Web Design Mistakes to Avoid

Web design and website creation can be fun, but too often the user experience can be compromised by focusing too much on how a website looks and less on how the website should function. Users will be quick to switch to your competitor the moment your website becomes a chore to navigate. So, to help you avoid losing potential traffic here’s a quick guide as to what to avoid doing, and what you should do instead when piecing together your new website.

404 Pages
Throwing up a generic, out-of-the-box, 404 page could be hurting your traffic. A simple 404 page can result in users simply hitting the “back” button and completely leaving your website with very little chance of them returning. The simple fix for this is to give users options should they reach a 404 page along with a brief explanation as to why they may have reached such an error. Provide links to your “Home” or “About” pages. If users feel like they have an alternate path to take with some reassurance as to what triggered the error, then they will be less likely to hit the back button.

Image Size
Images are a must with a website, otherwise, it will be nothing but text, making for a lackluster user experience. What you have to be mindful of is the size of the images you’re uploading. The larger your images, the slower your website will load, leading to a significant impact on your Google ranking and users that do find your site will quickly be tapping the back button as your website struggles to load. Be sure all of your images are heavily compressed before uploading.

Embrace Web Design Norms
It might be tempting to breakaway and dive deep into some new trendy design that goes against the norm, and sometimes it works, but you have to keep your audience in mind when making such a decision. Menus and page layouts appear similar across a lot of websites simply because it is what users have come to expect from a website. Sure, it would be fun to do something different and have a navigation menu at the bottom of the screen, but if users struggle to navigate your site, they will quickly leave and head to a site that caters to their expectations of what a website should look like.

Colors and Fonts
Having a legible website sounds like an obvious one, but surprisingly many sites appear to forget this simple rule. This goes back the idea of focusing too heavily on the look and not the experience. A pink background with red cursive lettering might look cool, but it’s going to give users an instant headache and cause them to quickly tap the back button. Stick with traditional colors for your fonts and web pages and use the banners and footers to house your branding colors and fonts.

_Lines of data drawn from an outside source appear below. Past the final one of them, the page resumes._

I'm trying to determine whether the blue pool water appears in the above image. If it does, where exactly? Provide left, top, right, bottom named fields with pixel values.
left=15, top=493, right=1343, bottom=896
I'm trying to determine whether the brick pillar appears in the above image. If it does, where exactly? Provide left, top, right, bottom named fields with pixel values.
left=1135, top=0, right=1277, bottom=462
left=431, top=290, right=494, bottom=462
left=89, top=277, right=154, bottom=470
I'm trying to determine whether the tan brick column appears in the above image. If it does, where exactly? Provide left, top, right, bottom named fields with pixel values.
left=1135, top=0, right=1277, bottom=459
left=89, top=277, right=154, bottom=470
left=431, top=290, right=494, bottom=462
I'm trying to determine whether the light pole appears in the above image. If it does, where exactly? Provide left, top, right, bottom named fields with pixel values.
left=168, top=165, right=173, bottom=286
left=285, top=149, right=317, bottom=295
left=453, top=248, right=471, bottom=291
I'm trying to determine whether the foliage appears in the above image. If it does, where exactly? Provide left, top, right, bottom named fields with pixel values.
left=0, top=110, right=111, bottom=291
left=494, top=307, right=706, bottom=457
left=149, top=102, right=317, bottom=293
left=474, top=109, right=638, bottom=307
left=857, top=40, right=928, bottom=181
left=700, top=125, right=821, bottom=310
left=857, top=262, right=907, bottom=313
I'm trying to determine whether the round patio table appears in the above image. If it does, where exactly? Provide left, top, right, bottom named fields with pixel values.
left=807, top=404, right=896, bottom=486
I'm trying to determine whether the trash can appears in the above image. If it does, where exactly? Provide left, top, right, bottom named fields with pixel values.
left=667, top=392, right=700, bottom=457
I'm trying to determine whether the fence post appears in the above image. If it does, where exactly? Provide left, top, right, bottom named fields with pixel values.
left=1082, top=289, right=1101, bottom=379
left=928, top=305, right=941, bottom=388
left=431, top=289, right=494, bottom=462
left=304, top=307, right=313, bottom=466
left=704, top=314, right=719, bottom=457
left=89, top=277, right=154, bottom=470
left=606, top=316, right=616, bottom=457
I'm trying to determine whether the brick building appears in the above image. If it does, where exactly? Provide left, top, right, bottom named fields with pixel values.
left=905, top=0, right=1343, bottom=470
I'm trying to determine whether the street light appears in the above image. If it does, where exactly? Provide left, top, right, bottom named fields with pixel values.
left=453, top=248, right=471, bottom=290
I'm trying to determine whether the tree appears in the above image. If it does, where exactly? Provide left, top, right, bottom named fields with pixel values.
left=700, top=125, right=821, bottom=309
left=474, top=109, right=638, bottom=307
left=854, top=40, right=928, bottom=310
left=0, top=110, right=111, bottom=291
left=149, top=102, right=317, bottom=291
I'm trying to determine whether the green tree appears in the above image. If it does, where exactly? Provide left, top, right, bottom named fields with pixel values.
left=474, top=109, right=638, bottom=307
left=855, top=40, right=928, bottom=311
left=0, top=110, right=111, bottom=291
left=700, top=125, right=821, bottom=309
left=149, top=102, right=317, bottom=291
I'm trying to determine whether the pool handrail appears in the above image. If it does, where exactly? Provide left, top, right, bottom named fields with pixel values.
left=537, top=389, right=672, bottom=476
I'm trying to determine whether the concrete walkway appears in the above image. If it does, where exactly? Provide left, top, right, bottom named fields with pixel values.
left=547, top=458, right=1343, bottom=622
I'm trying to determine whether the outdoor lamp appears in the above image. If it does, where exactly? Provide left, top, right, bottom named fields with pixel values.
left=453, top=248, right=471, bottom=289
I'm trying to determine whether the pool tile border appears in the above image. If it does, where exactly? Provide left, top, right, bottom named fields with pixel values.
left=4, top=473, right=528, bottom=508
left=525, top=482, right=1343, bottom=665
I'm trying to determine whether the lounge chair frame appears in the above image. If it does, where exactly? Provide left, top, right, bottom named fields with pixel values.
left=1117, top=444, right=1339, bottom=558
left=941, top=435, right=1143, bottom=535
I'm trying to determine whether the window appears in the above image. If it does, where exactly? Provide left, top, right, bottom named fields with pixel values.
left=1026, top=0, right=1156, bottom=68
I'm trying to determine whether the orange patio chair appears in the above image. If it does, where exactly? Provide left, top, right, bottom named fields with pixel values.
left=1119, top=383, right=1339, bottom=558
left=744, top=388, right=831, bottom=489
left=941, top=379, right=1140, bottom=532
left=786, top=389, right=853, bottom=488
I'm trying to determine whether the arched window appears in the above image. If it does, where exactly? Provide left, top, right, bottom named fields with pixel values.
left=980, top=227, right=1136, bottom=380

Not Anticipating and Adapting
Users are coming to your website with questions in mind before they even begin navigating. While it might be a bit impossible to predict completely what a user is thinking, there are steps you can take to anticipate what information a user is attempting to obtain from your website. Simple tools such as Google Analytics and HotJar can help show you how users are interacting with your website. By monitoring these interactions, you can get a feel for what answers users are searching for and then adapt your website to help answer those questions quickly and easily for those users.